Even if we were to agree with defendant that the language in the Pesticide Control Act regarding the vicarious criminal responsibility of certified applicators is ambiguous and, thus, requires construction, we believe that the intent of the Legislature is to impose such responsibility. The authorized punishment is light, a fine of not more than $500 for each offense. As noted in LaFave & Scott, supra: "If the authorized punishment is light — a fine or perhaps a short imprisonment — the statute is likely to be construed to impose vicarious liability on a faultless employer." Moreover, only by imposing vicarious criminal responsibility can the full intent of the legislation, to protect the public health and safety from deliberate as well as negligent environmental degradation, effectively be carried out. The Pesticide Control Act allows the hiring of uncertified applicators to apply pesticides, but places on the certified applicators the responsibility for selecting, training, *633 and instructing such uncertified applicators. To allow the certified applicator to escape vicarious criminal responsibility under these circumstances would be to preclude employment of the law's most puissant implement of public protection and to diminish the statute's deterrent effect. To hold that a certified applicator may be held criminally responsible for violations of the act only when he himself, and not a noncertified applicator under his instruction and control, has committed those violations "would be to prepare a way of easy escape" and "would go a long way ... toward destroying the beneficial effects and purposes of this law." Groff v State, 171 Ind 547; 85 NE 769, 770-771 (1908); see also United States v Park, 421 US 658, 671-674; 95 S Ct 1903, 1911-1912; 44 L Ed 2d 489, 500-502 (1975).

It is obvious that the relationship between the environment and public health is synergistic in nature. As noted by H.L Mencken, health is "[s]imply a state in which the individual happens transiently to be perfectly adapted to his environment."[5] The illicit use of pesticides, of course, might well release into the environment poisons to which a person cannot adapt. A major purpose of the Pesticide Control Act is to regulate the release of such poisons so as to reduce the possibility of deleterious effects on the public health. We believe that our holding in this case is consistent with that purpose and is mandated under the language of the Pesticide Control Act.

Reversed.

NOTES

[1] In their appellate brief the people note that "since Mr. Gregart is the Prosecuting Attorney for Kalamazoo County, Kalamazoo County Circuit Judge Richard Lamb issued an order on September 4, 1987 appointing the Berrien Prosecutor's Office as Special Prosecutor in this case."

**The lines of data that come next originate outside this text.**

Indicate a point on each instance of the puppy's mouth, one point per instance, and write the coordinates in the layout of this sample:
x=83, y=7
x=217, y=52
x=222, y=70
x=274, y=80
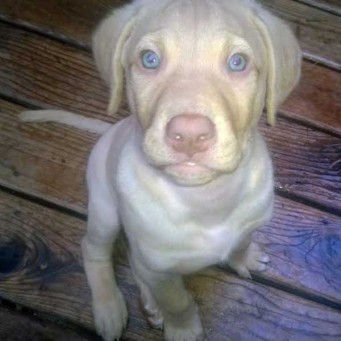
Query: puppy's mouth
x=190, y=173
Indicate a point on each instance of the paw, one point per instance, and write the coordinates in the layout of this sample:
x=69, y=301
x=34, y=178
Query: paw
x=155, y=316
x=253, y=258
x=111, y=317
x=189, y=331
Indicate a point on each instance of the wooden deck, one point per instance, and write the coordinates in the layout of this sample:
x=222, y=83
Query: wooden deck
x=45, y=63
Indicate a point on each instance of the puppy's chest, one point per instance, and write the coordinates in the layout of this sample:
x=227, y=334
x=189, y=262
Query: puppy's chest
x=170, y=236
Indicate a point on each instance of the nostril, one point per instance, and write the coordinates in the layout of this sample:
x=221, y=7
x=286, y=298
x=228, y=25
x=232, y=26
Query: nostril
x=190, y=133
x=204, y=137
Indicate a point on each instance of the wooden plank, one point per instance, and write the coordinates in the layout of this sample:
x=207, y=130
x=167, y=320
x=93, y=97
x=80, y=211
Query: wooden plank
x=318, y=31
x=22, y=327
x=43, y=271
x=46, y=73
x=306, y=160
x=332, y=6
x=317, y=98
x=38, y=160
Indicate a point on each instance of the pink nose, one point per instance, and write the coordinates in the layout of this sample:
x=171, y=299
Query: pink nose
x=190, y=133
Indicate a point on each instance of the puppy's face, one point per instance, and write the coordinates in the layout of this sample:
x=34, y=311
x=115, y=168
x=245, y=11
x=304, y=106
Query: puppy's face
x=196, y=79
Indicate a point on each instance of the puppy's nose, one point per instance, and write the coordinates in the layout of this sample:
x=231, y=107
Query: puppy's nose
x=190, y=133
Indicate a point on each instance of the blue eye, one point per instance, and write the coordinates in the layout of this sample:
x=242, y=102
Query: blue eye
x=237, y=63
x=150, y=60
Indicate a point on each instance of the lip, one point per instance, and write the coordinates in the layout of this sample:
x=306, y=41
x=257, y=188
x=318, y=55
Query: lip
x=187, y=167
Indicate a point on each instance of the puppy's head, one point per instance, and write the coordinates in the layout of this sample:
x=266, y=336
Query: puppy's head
x=199, y=74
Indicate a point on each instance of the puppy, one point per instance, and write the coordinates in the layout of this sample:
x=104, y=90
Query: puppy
x=187, y=175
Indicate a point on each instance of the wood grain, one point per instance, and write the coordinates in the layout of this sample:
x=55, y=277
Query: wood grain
x=46, y=73
x=319, y=36
x=43, y=271
x=317, y=31
x=307, y=161
x=38, y=160
x=18, y=326
x=332, y=6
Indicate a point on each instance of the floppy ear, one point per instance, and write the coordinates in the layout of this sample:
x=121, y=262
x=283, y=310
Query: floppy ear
x=283, y=58
x=108, y=42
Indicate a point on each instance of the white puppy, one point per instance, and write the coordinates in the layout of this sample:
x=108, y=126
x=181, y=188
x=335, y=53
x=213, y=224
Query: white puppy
x=188, y=175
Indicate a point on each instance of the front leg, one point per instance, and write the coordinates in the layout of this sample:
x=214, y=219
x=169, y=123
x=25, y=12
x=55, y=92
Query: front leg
x=248, y=256
x=109, y=308
x=167, y=294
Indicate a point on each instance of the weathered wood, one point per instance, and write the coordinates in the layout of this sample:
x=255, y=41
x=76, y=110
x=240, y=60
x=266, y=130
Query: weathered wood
x=18, y=326
x=319, y=35
x=317, y=98
x=317, y=31
x=49, y=74
x=49, y=162
x=315, y=176
x=43, y=271
x=332, y=6
x=306, y=161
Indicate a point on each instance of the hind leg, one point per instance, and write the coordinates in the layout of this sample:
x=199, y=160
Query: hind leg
x=248, y=256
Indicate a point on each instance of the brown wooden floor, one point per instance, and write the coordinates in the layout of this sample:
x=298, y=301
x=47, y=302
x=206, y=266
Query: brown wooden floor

[2] We note that in the Michigan Penal Code it is provided:

The rule that a penal statute is to be strictly construed shall not apply to this act or any of the provisions thereof. All provisions of this act shall be construed according to the fair import of their terms, to promote justice and to effect the objects of the law. [MCL 750.2; MSA 28.192.]

[3] Moreover, while it is true that the Pesticide Control Act is penal in nature, it is also, in a sense, remedial. Remedial statutes, and the remedial portions of penal statutes, are to be liberally construed. See, e.g., Robinson v Harmon, 157 Mich 272, 278; 122 NW 106 (1909); Rancour v The Detroit Edison Co, 150 Mich App 276, 285; 388 NW2d 336 (1986), lv den 428 Mich 860 (1987); Pi-Con, Inc v A J Anderson Construction Co, 169 Mich App 389, 395; 425 NW2d 563 (1988).

[4] This same quotation was excerpted in People v Wilcox, 83 Mich App 654, 659-660; 269 NW2d 256 (1978), although a portion of the text and the citation to the source were incorrectly reported.

[5] American Mercury, Vol XIX, No. 75 (March, 1930), p 288.